Because Breeze is an absolute novelty for Valorant

By Ucatchers

We tried the new map of Valorant in preview, realizing how much Breeze really is new.

We have arrived at Act III Episode 2 of Valorant and as always for a new beginning there is something new. If the other time the novelty was represented by a new agent, Astra, this time it is a new map, Breeze. Set on a remote island in the southern part of the Bermuda Triangle, a geographical area famous in the media for the disappearance of ships and aircraft and not for nothing there is also an immense shipwreck on the beach of the defenders.

The first striking feature of Breeze it’s being a new map, totally different from any other we’ve seen so far. Not for the level of design or for the Caribbean setting but for what it can offer in terms of gameplay. Let’s start with a simple consideration: long spaces alternating with large spaces, all bright, simple shooting lines but often complex angles. The turning point of this map was outlined by Riot Games itself with the words of Sal Garozzo of the development team, who said that one of the main objectives in the creation of Breeze was to create larger and open spaces with lines of shooting longer than other maps, giving more opportunities to shine for certain weapons and certain agents.

But are there really so many long and wide spaces? Yes, but in practice it has less impact than one might think. In fact, we must not imagine a map in which there are very long lines of fire, on the contrary: if we take the central area for example, we have a huge courtyard, large, but in the center there is a cylindrical structure that hides the view from both attackers and defenders, making the strategy in that area very risky. However, it remains to all intents and purposes a map for snipers, where Marshals and Operators will flock everywhere. In particular B’s site becomes really easy to defend on the respective attackers’ window.

Another important aspect is that before the large spaces there are several “funnels”, or bottlenecks, for the attackers that must be crossed, especially considering that those who defend instead have a more agile and simple vision. The map itself is not huge, and you have to consider that getting to the sites or switching from one to the other is done quite quickly: but it is very difficult to do so. And here is the real news of Breeze, the reason why it is totally different from any other map seen so far: because it is a positioning map, in full WWII style.

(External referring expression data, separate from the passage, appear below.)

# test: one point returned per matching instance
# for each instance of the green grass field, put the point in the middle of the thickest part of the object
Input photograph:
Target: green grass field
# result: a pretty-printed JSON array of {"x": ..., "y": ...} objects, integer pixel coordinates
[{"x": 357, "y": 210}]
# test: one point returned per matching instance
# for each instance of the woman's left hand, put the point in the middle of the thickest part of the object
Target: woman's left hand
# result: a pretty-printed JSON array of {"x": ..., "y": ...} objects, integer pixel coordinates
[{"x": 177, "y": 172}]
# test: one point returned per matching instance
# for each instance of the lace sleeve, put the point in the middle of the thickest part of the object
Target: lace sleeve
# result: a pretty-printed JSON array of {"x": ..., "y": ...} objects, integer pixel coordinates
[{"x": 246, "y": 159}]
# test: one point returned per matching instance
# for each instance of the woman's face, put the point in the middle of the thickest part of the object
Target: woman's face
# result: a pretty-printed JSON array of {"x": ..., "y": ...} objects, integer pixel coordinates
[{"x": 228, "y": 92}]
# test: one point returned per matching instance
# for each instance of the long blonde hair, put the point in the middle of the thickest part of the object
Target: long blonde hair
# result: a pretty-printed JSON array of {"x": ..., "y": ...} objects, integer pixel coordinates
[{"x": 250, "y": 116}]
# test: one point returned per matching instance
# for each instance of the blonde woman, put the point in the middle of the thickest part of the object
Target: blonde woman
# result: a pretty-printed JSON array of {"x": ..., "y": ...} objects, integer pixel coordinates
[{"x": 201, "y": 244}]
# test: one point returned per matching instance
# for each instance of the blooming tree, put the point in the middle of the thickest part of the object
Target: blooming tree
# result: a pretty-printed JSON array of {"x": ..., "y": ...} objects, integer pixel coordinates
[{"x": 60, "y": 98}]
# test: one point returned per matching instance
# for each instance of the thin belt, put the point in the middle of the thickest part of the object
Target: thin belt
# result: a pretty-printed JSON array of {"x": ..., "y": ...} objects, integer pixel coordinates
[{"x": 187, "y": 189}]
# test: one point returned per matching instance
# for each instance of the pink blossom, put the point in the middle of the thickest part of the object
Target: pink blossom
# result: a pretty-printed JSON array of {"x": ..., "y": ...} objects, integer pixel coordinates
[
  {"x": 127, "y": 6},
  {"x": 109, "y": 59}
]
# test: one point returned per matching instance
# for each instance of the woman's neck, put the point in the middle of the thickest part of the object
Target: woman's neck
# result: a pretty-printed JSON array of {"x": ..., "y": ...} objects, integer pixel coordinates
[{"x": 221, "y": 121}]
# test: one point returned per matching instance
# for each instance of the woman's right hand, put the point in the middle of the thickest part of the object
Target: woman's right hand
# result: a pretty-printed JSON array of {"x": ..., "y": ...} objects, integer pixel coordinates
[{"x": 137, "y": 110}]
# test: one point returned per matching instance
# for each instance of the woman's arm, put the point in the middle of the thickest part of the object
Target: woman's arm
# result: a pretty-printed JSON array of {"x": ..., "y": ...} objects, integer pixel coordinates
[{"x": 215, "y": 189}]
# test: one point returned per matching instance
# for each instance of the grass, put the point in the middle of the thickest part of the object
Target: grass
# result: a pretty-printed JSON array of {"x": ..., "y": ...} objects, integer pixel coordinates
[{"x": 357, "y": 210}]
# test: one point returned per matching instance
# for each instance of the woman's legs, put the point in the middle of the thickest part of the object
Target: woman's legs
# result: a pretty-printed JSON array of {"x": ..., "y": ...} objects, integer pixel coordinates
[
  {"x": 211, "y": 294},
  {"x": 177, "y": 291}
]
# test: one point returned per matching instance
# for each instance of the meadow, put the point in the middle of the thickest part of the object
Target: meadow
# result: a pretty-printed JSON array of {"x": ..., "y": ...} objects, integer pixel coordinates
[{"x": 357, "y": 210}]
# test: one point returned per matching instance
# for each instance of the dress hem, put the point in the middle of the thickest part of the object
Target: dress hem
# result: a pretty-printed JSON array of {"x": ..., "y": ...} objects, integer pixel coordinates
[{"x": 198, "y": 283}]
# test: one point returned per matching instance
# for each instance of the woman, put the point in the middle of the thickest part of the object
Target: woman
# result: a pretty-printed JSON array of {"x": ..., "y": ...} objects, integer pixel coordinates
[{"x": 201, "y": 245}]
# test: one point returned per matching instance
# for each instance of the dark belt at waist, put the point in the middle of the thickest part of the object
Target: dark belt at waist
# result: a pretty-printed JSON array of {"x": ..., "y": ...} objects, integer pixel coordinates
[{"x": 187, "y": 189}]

Defenders clearly have the ability to stand firm while waiting for the attackers. Those who defend can do it easily, even just obtaining information on the movements of the opponents does not seem complicated, indeed. If the defenders can afford to hold their own positions from which to defend themselves, it is also true that the entrances to be controlled are numerous and almost need to place a player for each of them: one in B, two in mid, one along the length of A and one on A. A necessary pattern for defenders who it forces the attackers to opt almost necessarily to seek numerical superiorityIn fact, 1v1 sees defenders who have access to not only a broader view but also from a higher position more favorites.

In a positioning match the defenders will always be favorites: the most common strategy that we will see for the attackers will therefore be “rushare” the various sites, trying not to allow reaction times to opponents. The interesting aspect is that when the attackers manage to take a site, they automatically switch to the side of the defenders, acquiring all the advantages of vision and control over the disputed territory. On Breeze it seems more difficult to conquer a portion of the map than to maintain control.

Two new mechanics included with this map: an indestructible sliding door positioned on A, which can be opened both from the inside and the outside but immune to any projectile, and a hatch that leads from the length of A directly into the courtyard of mid, which cannot be crossed in the opposite direction.

Finally, speaking of agents at a competitive level, it will be fundamental, even more so than in other maps, the use of those who deny enemy vision among the attackers and those who can best control a portion of the map and provide information between the defendants. In attack, for example, agents such as Brimstone, Omen and Skye they can be fundamental; while in defense agents like Killjoy and Cypher they will be fundamental thanks to their ability to practically control by themselves a portion of the map with such large spaces. The wildcard will likely be represented by Jett, thanks to its ability to move in a very short time: its main will be happy.